Hopfield nets are isomorph to the Ising model in statistical physics which is used to model magnetism at low temperatures. Every neuron equals an atom in a solid body. The state of the unit coincides with the spin (the magnetic moment). In the Heisenbergmodel the spin can be multivariate. In the Ising model the spin is either parallel or antiparallel to a given axis z). The latter can be written as the Binary Hopfield Network.

In physics the energy of the atoms is “measured” with the Hamilton operator H. It is the sum of the potential and kinetic energies in the system.

\[H = -0.5 \sum_{ij} T_{ij} \cdot s_i \cdot s_j - H_z \sum_{i=1}{s_i}\]

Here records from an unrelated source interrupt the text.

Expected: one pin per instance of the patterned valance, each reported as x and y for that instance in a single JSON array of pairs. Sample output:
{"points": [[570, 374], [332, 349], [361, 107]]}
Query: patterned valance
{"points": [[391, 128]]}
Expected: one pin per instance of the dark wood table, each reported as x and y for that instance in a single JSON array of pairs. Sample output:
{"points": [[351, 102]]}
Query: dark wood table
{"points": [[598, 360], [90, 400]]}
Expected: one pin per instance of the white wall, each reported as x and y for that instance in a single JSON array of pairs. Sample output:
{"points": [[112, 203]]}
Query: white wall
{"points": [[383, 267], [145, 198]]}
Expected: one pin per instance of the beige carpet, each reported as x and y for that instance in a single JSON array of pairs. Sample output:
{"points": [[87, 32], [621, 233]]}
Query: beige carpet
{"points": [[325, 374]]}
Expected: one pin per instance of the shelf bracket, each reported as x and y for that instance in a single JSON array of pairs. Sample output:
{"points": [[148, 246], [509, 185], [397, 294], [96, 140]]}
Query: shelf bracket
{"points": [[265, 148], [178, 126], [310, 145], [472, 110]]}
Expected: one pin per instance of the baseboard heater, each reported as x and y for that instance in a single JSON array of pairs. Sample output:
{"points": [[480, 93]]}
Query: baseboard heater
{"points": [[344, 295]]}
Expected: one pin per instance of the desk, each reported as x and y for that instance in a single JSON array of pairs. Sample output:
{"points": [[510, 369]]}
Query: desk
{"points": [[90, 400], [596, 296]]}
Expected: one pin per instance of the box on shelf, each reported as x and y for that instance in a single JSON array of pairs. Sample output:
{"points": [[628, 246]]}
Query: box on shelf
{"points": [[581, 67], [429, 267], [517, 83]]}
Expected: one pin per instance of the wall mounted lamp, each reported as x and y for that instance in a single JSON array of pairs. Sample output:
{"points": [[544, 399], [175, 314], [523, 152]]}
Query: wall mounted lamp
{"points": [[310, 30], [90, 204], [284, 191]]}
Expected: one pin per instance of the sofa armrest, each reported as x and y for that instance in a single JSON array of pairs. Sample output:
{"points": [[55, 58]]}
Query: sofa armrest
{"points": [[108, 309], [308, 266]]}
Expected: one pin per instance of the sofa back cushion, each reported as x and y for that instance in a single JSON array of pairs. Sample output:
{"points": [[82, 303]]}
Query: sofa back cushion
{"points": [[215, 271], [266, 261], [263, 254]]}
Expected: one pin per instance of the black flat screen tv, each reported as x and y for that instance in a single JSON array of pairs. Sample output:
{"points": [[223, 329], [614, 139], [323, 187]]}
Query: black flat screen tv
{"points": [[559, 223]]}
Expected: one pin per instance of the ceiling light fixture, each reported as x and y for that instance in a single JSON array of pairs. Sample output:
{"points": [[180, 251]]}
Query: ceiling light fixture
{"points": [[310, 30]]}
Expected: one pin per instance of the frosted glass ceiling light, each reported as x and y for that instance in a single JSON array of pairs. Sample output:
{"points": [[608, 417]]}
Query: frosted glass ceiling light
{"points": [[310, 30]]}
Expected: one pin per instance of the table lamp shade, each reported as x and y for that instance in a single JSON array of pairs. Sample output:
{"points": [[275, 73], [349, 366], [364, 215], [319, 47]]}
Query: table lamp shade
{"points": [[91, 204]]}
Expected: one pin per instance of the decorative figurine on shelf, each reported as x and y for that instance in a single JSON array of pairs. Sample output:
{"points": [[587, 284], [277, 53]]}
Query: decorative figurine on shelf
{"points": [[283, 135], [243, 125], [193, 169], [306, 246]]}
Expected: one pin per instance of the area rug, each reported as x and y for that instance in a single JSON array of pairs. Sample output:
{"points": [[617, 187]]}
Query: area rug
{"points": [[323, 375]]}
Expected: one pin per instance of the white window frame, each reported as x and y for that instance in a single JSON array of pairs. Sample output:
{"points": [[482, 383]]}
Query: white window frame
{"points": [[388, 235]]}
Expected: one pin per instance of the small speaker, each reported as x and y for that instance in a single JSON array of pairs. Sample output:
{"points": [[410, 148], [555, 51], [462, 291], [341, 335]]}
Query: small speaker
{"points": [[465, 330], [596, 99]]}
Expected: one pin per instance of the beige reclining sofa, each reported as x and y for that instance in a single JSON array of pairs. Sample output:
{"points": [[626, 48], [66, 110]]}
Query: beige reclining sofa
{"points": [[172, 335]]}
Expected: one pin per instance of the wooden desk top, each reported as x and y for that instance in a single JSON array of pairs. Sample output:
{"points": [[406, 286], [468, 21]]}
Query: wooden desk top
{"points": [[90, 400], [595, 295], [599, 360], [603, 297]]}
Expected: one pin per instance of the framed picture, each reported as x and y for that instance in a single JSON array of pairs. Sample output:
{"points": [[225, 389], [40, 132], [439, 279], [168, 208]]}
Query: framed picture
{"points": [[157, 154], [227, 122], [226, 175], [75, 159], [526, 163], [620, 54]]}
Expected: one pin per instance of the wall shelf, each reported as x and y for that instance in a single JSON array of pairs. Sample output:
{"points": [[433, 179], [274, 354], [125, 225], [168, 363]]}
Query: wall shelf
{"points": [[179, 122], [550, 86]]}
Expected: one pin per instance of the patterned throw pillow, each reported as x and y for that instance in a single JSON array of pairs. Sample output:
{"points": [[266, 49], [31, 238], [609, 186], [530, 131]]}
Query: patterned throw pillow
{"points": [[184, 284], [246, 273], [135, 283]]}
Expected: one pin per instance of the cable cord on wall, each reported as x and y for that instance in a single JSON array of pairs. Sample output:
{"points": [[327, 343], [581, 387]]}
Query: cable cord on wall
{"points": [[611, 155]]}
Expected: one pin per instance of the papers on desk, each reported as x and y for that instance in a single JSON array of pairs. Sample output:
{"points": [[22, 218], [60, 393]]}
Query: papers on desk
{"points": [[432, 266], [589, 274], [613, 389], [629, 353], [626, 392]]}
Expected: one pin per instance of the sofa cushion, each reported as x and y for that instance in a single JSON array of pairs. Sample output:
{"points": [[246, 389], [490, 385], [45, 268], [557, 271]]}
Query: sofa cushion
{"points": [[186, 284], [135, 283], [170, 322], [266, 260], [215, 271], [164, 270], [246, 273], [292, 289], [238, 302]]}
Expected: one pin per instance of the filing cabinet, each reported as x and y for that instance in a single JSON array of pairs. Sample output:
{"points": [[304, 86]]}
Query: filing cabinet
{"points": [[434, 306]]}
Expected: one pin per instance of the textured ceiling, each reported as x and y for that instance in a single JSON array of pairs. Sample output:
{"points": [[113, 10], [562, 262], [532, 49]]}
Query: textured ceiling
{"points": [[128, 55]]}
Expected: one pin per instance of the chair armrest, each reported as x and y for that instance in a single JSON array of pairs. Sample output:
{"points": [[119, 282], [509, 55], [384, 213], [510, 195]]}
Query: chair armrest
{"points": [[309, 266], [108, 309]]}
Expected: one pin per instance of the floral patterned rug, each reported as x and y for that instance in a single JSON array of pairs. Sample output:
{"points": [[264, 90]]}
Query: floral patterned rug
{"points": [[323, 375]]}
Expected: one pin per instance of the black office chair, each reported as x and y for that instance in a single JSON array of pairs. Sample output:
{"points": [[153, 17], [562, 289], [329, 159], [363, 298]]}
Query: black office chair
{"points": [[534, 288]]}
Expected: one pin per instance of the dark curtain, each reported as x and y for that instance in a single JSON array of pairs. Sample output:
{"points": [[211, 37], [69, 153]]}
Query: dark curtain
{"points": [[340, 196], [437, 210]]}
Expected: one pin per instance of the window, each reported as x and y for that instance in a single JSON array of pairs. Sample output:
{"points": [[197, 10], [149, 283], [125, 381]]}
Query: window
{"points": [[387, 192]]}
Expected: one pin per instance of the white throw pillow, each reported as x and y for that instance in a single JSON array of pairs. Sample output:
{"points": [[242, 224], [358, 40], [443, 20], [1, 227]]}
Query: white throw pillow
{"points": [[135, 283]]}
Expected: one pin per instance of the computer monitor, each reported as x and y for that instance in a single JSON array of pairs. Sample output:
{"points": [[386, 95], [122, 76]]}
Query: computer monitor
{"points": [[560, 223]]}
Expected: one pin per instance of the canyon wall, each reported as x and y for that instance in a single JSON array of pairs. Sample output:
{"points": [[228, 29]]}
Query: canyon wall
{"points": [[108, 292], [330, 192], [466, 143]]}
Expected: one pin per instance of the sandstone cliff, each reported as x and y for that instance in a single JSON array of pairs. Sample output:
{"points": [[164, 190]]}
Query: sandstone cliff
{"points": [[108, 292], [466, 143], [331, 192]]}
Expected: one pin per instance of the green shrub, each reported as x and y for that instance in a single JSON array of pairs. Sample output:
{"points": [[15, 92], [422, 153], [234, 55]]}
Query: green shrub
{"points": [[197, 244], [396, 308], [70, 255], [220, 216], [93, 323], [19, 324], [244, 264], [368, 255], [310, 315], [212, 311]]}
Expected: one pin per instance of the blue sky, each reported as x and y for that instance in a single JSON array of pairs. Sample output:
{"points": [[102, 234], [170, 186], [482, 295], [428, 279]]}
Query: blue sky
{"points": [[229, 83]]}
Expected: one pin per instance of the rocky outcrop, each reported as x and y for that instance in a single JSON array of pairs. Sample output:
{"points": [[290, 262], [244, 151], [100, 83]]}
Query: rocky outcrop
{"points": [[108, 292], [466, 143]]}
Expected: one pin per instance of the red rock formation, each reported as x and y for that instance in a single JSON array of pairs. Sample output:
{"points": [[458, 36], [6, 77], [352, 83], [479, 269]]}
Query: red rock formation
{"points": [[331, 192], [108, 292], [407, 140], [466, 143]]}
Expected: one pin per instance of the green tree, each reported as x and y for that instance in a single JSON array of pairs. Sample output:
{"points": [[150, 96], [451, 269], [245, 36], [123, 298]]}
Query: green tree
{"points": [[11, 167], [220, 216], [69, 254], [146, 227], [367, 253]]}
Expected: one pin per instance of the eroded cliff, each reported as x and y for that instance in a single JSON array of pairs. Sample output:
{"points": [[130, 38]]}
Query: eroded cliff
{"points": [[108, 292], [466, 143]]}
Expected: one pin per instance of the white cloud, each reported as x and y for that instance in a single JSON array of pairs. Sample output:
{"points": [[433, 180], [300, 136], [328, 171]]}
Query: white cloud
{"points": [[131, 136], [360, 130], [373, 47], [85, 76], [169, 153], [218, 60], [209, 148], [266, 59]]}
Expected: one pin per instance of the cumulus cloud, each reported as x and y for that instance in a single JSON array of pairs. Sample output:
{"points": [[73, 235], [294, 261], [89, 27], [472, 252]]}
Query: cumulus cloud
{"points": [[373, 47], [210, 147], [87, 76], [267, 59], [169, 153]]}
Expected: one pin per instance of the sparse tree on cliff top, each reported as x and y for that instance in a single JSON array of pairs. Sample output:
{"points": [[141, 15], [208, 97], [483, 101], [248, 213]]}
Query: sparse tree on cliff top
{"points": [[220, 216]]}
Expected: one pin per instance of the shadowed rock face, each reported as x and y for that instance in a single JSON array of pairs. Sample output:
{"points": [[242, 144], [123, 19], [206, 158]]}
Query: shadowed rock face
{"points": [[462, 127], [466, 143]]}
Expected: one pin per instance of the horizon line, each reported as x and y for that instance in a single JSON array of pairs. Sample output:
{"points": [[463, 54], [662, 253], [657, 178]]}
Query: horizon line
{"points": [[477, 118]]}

\(s_i\) the spin of an atom
\(T_{ij}\) the coupling constant between the spin of two atoms
\(H\) is the strength of the magnetic field

The critical temperature was calculated with this model. A system with less than its critical temperature is dominated by quantum mechanical effects. If the majority of the couplings have a positive sign then the body is ferromagnetic. Which means you could use a permanent magnet to magnetize it like a refrigerator magnet.